Internet enabled clients, such as smart phones, personal computers, tablets, gaming systems and the like have become prevalent in recent years. Given the proliferation of Internet enabled clients and far-reaching Internet access, more and more users access online content hosted by servers. The vast majority of users access online content from hosts for legitimate reasons. However, there are illegitimate users who try to take down the hosts of online content with malicious clients, whether to simply deny services to other users or for more nefarious purposes.
An example of online content is web applications, which are made available for clients to access by a host. Web applications have become a popular method for providing online functionality to clients. Hundreds of thousands of web applications have been deployed and many more are offered to provide new functionality to clients over a network. Many of these web applications have vulnerabilities, which may be exploited to varying degrees by malicious clients. For example, a malicious client may exploit a vulnerability of a web application to bring down the web application/host, or worse yet, breach an organization, obtain valuable information, and utilize or expose the information for nefarious purposes. Given the ubiquity of web applications, they often provide an easy entry point for hackers to exploit with a malicious client and set a foothold within a target organization via the host of the web application to obtain valuable information.
Traditional methods of protecting web applications comprise a web application firewall (WAF). One well-known example of a WAF is MOD SECURITY, an open source project that has its roots as an Apache Webserver module. Many other commercially available WAFs exist as well. WAFs can be categorized as follows: Negative Security Model (signature based), Positive Security Model (signature based), and Profiling/Anomaly Detection (unsupervised).
A common issue with traditional signature based WAFs is that they are difficult to deploy and maintain to stay current with existing and emerging threats. While deploying a WAF with a basic rule set provides some level of protection, there are very well documented methods for evading traditional, signature based WAFs. In many cases, signature based WAFs are also not adequately tuned due to the lack of skilled operators available. Further, as signature based WAF implementations grow in complexity with the number of rules implemented, a web application behind the WAF will often experience performance issues. This occurs because negative and positive security models are based on signatures that are written as regular expressions (e.g., Regex's), that are computationally expensive and have to be executed for every HTTP(s) request seen by the host in order to filter traffic.

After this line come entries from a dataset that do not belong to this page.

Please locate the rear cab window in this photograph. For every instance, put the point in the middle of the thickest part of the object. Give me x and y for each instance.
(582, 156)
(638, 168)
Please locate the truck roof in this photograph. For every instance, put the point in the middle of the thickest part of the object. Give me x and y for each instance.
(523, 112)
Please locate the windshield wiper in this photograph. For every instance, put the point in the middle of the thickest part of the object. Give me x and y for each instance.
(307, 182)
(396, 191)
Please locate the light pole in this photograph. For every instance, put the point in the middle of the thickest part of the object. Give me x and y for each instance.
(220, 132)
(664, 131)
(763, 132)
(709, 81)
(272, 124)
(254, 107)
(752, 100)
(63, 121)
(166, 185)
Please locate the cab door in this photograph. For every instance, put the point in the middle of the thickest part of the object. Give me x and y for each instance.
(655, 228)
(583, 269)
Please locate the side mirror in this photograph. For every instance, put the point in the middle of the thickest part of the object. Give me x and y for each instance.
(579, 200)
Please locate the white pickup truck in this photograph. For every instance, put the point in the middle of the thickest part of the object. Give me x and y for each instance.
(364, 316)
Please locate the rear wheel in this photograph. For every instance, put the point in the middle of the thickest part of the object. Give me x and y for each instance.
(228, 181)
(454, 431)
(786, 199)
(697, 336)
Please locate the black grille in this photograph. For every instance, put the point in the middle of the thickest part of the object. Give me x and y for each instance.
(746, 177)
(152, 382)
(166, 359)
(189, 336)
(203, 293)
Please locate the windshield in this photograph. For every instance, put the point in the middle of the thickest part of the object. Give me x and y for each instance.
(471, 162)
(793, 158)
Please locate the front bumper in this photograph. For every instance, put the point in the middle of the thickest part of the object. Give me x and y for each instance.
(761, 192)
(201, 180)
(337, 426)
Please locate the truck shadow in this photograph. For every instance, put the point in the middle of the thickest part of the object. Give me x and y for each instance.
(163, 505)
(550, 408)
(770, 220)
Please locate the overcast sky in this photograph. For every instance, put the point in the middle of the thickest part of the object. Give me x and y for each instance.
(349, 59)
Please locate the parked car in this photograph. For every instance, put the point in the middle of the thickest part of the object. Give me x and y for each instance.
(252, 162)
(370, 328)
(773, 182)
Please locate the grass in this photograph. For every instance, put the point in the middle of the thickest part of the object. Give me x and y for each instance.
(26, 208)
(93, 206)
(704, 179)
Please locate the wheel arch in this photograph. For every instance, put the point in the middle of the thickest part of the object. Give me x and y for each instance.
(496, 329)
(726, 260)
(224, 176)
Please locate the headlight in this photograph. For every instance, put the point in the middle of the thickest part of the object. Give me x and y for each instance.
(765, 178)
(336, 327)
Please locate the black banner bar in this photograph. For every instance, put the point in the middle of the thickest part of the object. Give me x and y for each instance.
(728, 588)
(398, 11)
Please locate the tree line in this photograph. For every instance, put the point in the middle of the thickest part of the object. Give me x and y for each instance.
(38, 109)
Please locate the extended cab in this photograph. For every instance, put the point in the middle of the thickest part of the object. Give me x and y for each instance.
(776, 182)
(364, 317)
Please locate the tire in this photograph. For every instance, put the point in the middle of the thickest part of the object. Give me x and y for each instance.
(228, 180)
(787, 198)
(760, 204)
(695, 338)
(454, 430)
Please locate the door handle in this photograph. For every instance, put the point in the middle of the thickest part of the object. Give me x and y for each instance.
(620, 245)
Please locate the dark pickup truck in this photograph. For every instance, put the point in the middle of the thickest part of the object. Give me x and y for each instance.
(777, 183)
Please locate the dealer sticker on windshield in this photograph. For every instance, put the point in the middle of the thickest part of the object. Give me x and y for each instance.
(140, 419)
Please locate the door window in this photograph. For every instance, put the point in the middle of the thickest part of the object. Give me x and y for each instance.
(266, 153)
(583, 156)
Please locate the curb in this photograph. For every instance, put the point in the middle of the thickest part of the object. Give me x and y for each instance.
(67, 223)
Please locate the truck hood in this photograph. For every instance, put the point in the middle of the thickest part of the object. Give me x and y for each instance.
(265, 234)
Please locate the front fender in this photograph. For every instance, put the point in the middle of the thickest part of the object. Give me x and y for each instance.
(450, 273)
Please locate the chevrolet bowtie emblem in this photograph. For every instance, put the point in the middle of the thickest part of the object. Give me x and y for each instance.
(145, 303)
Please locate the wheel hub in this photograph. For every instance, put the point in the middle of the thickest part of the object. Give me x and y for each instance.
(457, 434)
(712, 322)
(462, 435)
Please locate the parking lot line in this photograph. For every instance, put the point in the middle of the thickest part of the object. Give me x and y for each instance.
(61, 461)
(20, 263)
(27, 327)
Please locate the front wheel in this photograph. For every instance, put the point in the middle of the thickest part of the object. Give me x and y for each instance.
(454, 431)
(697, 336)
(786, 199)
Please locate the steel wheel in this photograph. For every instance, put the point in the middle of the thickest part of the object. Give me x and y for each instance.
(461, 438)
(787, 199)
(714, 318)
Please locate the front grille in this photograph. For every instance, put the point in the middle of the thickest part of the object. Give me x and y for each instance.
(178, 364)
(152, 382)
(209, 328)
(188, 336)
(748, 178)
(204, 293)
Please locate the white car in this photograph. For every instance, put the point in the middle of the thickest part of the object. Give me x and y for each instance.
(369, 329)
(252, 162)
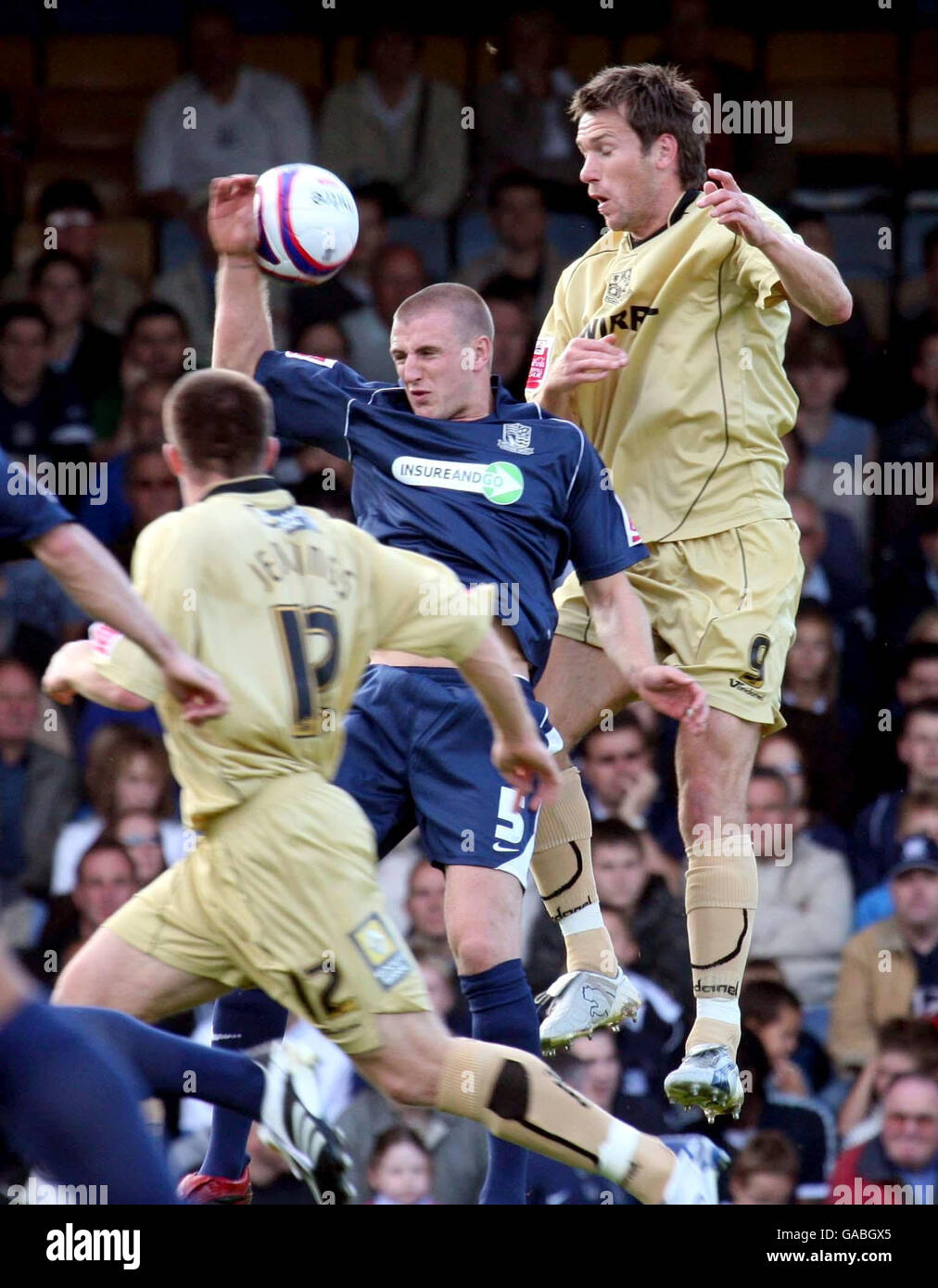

Profiling/anomaly detection WAFs attempt to learn patterns in web application traffic by passively inspecting HTTP(s) requests to determine malicious behavior. A profile is built based on either static source code analysis or probing of the web application in a staging environment. During deployment, requests are checked against the profile and backend database access to identify whether they are attempting to exploit a known vulnerability. A major drawback of this approach is that profiles extend poorly to general and new attack types, as they only capture attacks on specific known vulnerabilities, such as SQL Injection, for example. Accordingly, profiling/anomaly detection WAFs often require an inordinate amount of time to determine which behaviors are malicious unless the behavior meets specific criteria.
Additionally, and more generally, traditional WAFs are ineffective at providing a good balance between user experience and web application protection as they generate far too many false positives. A false positive is the miss categorization of a non-malicious client and/or behavior as malicious. From a user experience perspective, the miss categorization of the user's client or behavior as malicious negatively impacts the user's experience when engaging the web application (e.g., access is restricted and/or must pass CAPTCHAs and other challenges). In terms of web application protection, a high number of false positives results in a noisy alerting system that an administrator must constantly monitor to rectify false positives in order to avoid blockage of legitimate user traffic. Further, given the lack of skilled operators, a high number of false positives in a noisy alert system increases difficulty on administrators to distinguish between legitimate and non-legitimate traffic.